Thomas Witte
Tout commence par une envie de dire le corps. Très tôt, je me suis fait fort de le recopier, de le reproduire. J’ai étudié sa forme, sa carnation. J’ai inspecté ses entrailles, son anatomie, cherchant à en apprécier sa mécanique Beauté. Mais d’où vient cette volonté qui me hante?
J’ai évolué dans un univers ou la pudeur était de mise. Le corps nu recouvert, mais pourtant bien visible, affiché tout autour de moi sur les murs de la ville, lisse sur papier glacé. Mon regard d’ado charmé et avide buttant à la périphérie, à la surface de ces formes voluptueuses et stéréotypées.
C’est à travers l’histoire de l’Art que j’ai découvert le corps. Je me souviens, il y a eu des heures de méditations enfantine, fasciné penché sur la leçon d’anatomie du Docteur Tulp de Rembrandt. C’était ma porte d’entrée. Il y a quelque chose là dessous. Je dois creuser. Je poursuis le fil de l’Histoire, Rodin, Schiele, Bellemer et bien d’autres jalonnent ce chemin. Toujours plus loin, plus profond, plus incisif. Face à la toile blanche, et à mon tour, je veux moi aussi saisir ce corps. Des coups de pinceaux sont projetés sur la toile. L’huile se répand en tâches grossières, je brosse, étale, essuie, racle pour récupérer les blancs. De ce chao de formes, naît une architecture, fruit d’un cheminement secret et intuitif. Une piste. Je coupe, cerne et précise, j’anatomise la matière, j’accidente. Je convoque le corps, il émerge, il vient me dire son histoire. Je le précise et le révèle et s’il le faut j’ampute. De cette traque finie par se matérialiser un corps. Je le laisse là se reposer, fruit d’une étreinte qui ne passera qu’une fois.

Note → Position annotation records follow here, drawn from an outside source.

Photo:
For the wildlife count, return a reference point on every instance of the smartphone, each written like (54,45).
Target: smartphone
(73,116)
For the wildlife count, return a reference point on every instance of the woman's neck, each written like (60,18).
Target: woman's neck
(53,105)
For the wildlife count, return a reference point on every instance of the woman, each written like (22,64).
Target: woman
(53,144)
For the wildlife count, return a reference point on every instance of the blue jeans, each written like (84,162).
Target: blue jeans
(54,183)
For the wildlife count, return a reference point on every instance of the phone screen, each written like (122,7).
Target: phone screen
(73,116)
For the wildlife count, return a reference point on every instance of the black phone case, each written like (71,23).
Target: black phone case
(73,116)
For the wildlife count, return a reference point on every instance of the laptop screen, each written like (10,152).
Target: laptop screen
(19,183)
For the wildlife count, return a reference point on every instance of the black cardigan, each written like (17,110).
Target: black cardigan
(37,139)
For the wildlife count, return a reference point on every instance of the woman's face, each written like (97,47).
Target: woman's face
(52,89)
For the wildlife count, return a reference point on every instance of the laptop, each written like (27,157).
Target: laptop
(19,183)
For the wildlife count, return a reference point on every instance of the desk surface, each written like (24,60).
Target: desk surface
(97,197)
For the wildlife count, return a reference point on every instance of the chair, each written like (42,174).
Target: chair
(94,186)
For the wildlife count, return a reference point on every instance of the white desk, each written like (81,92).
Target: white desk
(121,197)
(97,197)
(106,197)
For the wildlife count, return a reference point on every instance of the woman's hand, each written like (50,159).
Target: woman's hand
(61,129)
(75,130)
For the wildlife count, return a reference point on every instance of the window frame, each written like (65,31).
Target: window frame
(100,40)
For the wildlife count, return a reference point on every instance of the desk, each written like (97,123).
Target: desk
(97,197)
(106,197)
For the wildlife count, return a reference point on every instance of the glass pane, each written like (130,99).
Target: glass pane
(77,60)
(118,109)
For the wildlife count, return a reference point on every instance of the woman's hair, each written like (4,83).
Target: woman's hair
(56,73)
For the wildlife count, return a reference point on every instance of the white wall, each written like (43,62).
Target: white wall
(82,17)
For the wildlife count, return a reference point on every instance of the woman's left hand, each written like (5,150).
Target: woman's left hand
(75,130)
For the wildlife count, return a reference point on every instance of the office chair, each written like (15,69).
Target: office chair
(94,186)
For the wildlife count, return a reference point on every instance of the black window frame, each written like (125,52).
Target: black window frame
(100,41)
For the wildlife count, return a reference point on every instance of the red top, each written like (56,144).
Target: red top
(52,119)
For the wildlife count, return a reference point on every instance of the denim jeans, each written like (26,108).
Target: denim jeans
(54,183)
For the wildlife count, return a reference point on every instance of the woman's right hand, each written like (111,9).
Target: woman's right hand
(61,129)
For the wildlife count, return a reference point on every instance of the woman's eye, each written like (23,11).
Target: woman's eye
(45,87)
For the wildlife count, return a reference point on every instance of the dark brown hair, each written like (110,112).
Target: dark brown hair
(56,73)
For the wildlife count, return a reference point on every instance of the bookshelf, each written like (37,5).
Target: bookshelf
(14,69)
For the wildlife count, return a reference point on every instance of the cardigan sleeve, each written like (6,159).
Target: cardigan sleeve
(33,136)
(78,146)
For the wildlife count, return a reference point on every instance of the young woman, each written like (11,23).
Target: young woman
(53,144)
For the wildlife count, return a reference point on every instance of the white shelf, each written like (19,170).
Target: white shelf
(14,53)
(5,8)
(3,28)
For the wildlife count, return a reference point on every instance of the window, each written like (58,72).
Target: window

La peinture est la matière que je sculpte, la matière qui me parle, celle qui me raconte.
Mon travail m’a été inspiré par le mythe de l’androgyne de Platon.
A l’origine de l’humanité le corps humain n’avait pas l’apparence que nous lui connaissons. On pouvait compter trois espèces humaines différentes: des hommes doubles, des femmes doubles et des androgynes. A cette époque, les humains étaient des êtres complets et étaient de forme ronde. Ils étaient également pourvus d’un fort orgueil et d’une ambition menaçante pour les dieux. Ces derniers décident alors de diviser cette entité en deux afin de l’affaiblir. Ainsi naquit le corps de l’homme et celui de la femme.
Ma travail illustre et raconte cette transition, cette métamorphose. De la sphère originelle à l’anatomie telle que nous la connaissons. Je visionne ce déchirement de la matière, cette distorsion douloureuse enfantant le corps, ce corps nu, amputé à jamais, en quête de sa moitié.